Ein Islamist auf Friedenspfaden

Dem Abgeordneten der Islamischen Bewegung, Mansour Abbas, wurde und wird weiterhin von der jüdischen Mehrheitsgesellschaft Israels nicht umsonst grundsätzliches Misstrauen entgegengebracht. Das Parteiprogramm von Ra’am ist wahrlich kein Willkommensgruß für den jüdischen Staat. So darf sich angesichts der harschen israelischen Realität niemand wundern, dass immer wieder einmal auch Unterstellungen die Runde machen, Ra’am würde eine versteckte Agenda verfolgen und eigentlich mit der Terrorvereinigung Hamas gemeinsame Sache machen. 

Darüber hinaus hört man im der Partei weisungsgebenden Shura-Rat der Islamischen Bewegung keineswegs nur Stimmen, die Mansour Abbas und seinem gemäßigten Ansatz beipflichten. Das zeigte sich sehr deutlich, als er sich ausgerechnet in Zeiten, in denen Israel schwerste Zusammenstöße zwischen arabischen und jüdischen Bürgern erlebte, mit Botschaften der Mäßigung ebenso wie der Aussöhnung zu Wort meldete, oder als er Ende 2021 laut aussprach, dass Israel »als jüdischer Staat geboren wurde und ein jüdischer Staat bleiben werde«.

Bislang hat er überlebt, nicht nur politisch, sondern im wahrsten Sinne des Wortes. Angesichts seiner neuesten Statements vor wenigen Tagen kann man nur hoffen, dass dies so bleibt. In einem Exklusivinterview erhob er schwere Vorwürfe vor allem gegen die Bemühungen der sich im Gazastreifen mit Waffengewalt an der Macht haltenden Hamas, die Araber der gesamten Region zu Terrorakten gegen Israel anzustacheln. 

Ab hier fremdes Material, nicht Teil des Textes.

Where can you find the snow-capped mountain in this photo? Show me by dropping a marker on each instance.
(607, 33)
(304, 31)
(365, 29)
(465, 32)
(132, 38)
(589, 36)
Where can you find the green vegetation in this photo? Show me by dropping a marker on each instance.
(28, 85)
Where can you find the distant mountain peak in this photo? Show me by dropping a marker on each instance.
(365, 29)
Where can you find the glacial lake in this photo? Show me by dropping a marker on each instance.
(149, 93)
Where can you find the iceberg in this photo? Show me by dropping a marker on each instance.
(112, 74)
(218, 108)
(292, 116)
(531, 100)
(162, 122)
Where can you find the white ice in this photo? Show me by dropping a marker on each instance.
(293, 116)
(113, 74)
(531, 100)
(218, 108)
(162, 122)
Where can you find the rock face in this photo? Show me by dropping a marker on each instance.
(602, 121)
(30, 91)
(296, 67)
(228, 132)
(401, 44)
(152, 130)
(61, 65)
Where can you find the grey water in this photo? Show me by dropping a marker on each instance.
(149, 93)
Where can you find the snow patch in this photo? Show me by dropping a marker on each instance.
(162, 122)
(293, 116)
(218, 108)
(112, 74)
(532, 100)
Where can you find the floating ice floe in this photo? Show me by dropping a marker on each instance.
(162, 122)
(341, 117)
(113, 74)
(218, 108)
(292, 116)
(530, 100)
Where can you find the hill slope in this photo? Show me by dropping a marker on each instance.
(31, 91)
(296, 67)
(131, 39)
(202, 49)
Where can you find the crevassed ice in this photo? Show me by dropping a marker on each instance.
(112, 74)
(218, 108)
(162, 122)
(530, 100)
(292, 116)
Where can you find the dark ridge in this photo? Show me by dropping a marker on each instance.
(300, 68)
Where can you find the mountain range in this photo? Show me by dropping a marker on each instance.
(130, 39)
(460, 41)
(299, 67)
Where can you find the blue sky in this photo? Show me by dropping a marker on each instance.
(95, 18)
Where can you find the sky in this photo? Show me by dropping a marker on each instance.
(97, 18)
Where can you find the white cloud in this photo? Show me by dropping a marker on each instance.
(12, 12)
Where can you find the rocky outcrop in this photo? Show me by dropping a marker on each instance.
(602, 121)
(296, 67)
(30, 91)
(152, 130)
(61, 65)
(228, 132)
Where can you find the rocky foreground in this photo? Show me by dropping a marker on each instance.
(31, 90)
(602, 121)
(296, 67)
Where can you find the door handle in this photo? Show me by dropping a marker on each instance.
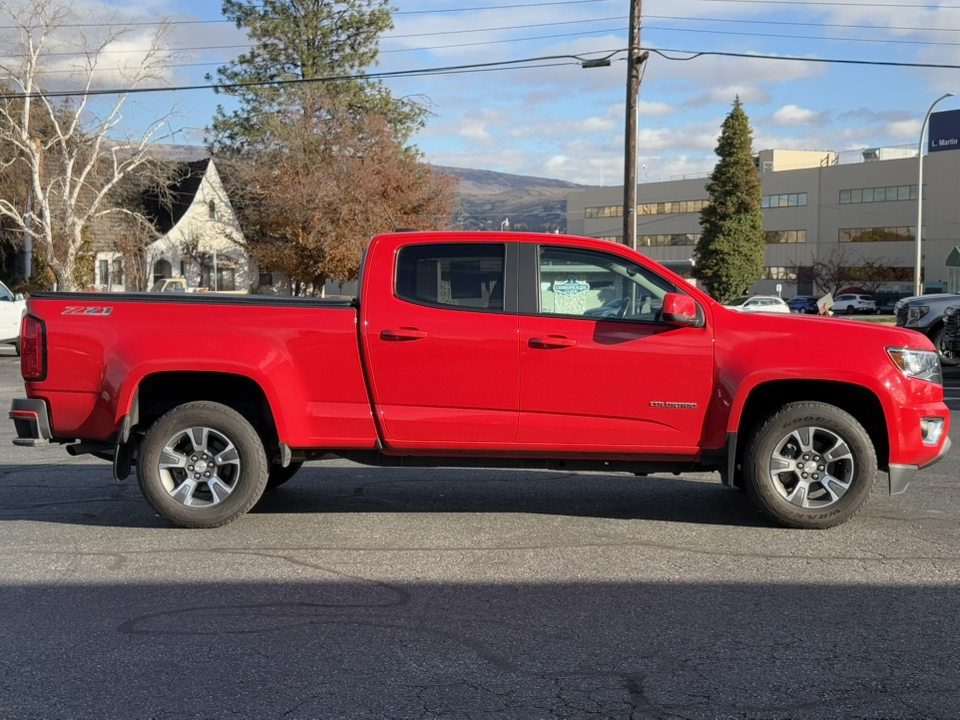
(403, 334)
(552, 341)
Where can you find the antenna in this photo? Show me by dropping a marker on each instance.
(396, 228)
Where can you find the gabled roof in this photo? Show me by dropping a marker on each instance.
(166, 205)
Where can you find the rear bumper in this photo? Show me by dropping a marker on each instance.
(32, 422)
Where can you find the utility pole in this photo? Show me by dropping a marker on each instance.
(634, 61)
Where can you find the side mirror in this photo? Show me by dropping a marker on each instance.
(680, 310)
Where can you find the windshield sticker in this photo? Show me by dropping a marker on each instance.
(570, 286)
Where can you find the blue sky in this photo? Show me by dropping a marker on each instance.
(566, 122)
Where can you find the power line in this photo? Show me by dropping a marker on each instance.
(382, 52)
(247, 46)
(799, 24)
(508, 27)
(448, 70)
(149, 23)
(694, 54)
(800, 37)
(836, 4)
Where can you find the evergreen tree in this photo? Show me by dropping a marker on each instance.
(305, 40)
(729, 254)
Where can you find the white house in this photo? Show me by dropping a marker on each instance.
(199, 236)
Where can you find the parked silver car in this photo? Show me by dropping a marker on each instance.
(850, 303)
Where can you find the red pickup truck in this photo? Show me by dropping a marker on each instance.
(480, 349)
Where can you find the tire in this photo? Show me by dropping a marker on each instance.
(201, 433)
(788, 487)
(279, 475)
(947, 358)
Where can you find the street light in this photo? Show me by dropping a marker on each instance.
(917, 282)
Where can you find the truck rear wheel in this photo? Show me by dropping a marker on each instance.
(279, 475)
(202, 465)
(809, 465)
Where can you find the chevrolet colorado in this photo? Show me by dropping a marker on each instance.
(480, 349)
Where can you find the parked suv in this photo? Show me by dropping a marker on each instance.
(925, 313)
(850, 303)
(803, 304)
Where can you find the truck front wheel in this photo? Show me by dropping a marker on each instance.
(809, 465)
(201, 465)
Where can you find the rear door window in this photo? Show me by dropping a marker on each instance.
(467, 276)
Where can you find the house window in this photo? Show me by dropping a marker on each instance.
(116, 271)
(161, 269)
(225, 276)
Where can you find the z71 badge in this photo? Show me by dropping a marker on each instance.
(87, 310)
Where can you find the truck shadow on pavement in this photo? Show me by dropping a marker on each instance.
(328, 645)
(87, 495)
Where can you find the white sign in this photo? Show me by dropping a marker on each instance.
(570, 286)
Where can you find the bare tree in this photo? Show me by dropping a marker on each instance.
(833, 271)
(72, 164)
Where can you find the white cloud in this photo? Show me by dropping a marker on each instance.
(655, 108)
(904, 129)
(748, 94)
(474, 130)
(793, 116)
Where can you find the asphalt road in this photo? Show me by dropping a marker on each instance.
(373, 593)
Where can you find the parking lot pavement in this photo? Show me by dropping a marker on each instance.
(357, 592)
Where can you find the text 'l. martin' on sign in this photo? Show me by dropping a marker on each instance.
(944, 131)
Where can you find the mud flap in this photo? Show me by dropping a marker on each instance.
(123, 452)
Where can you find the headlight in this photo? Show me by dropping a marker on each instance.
(916, 312)
(919, 364)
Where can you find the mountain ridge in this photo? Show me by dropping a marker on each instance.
(487, 198)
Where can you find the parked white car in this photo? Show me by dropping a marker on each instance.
(759, 303)
(12, 309)
(849, 303)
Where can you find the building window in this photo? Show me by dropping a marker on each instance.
(605, 211)
(676, 239)
(884, 194)
(784, 236)
(884, 234)
(779, 272)
(672, 208)
(787, 200)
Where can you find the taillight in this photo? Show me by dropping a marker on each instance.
(33, 361)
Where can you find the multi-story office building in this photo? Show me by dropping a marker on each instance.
(813, 208)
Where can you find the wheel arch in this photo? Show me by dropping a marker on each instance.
(159, 392)
(858, 401)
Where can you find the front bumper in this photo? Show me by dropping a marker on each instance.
(32, 422)
(901, 475)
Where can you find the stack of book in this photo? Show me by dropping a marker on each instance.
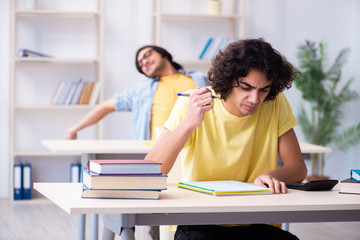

»Der bloße Gedanke daran, die palästinensisch-arabischen Bürger in Israel zu irgendwelchen Akten der Gewalt aufzurufen, bringt eine neue Katastrophe«, meinte Mansour Abbas im israelischen Nachrichtensender i24News, der ein Publikum auf Englisch, Französisch und Arabisch anspricht, und setzte nach: »Wir müssen die arabische Gesellschaft [Israels] davon abhalten, in diese Richtung zu gehen, da dies ausschließlich dem Extremismus und den Extremisten zuträglich ist.« 

In einem von i24News ausgekoppelten und separat publizierten Interviewabschnitt führte der Ra’am-Vorsitzende zudem aus: »Wir sollten die Gewalt in all ihren Erscheinungsformen beiseiteschieben und uns für Frieden und Aufbau einsetzen.«

Diese Ausführungen brachten Mansour Abbas nur wenig später einen unerwarteten Kommentar des langjährigen Ex-Likud-Abgeordneten Michael Kleiner ein: »Die jüngsten Äußerungen des Vorsitzenden der Ra’am-Partei, Dr. Mansour Abbas, gegen den Versuch der Hamas und der palästinensischen Fraktionen, Araber in Israel zu bewaffneten Operationen gegen Israel zu zwingen, sind sehr wichtige Äußerungen, die den Mut dieses Mannes veranschaulichen.« 

Und auch Kleiner hatte einen Satz nachzuschieben: »Mansour Abbas ist mutiger als Anwar Sadat!«, meinte er unter Bezugnahme auf den 1978 erfolgten Israel-Besuch des 1981 ermordeten ägyptischen Präsidenten, der nach zwei bitteren Kriegen (Sechstagekrieg 1967, Yom-Kippur-Krieg 1973) ein Jahr später zum Camp-David-Friedensabkommen zwischen Ägypten und Israel beitrug.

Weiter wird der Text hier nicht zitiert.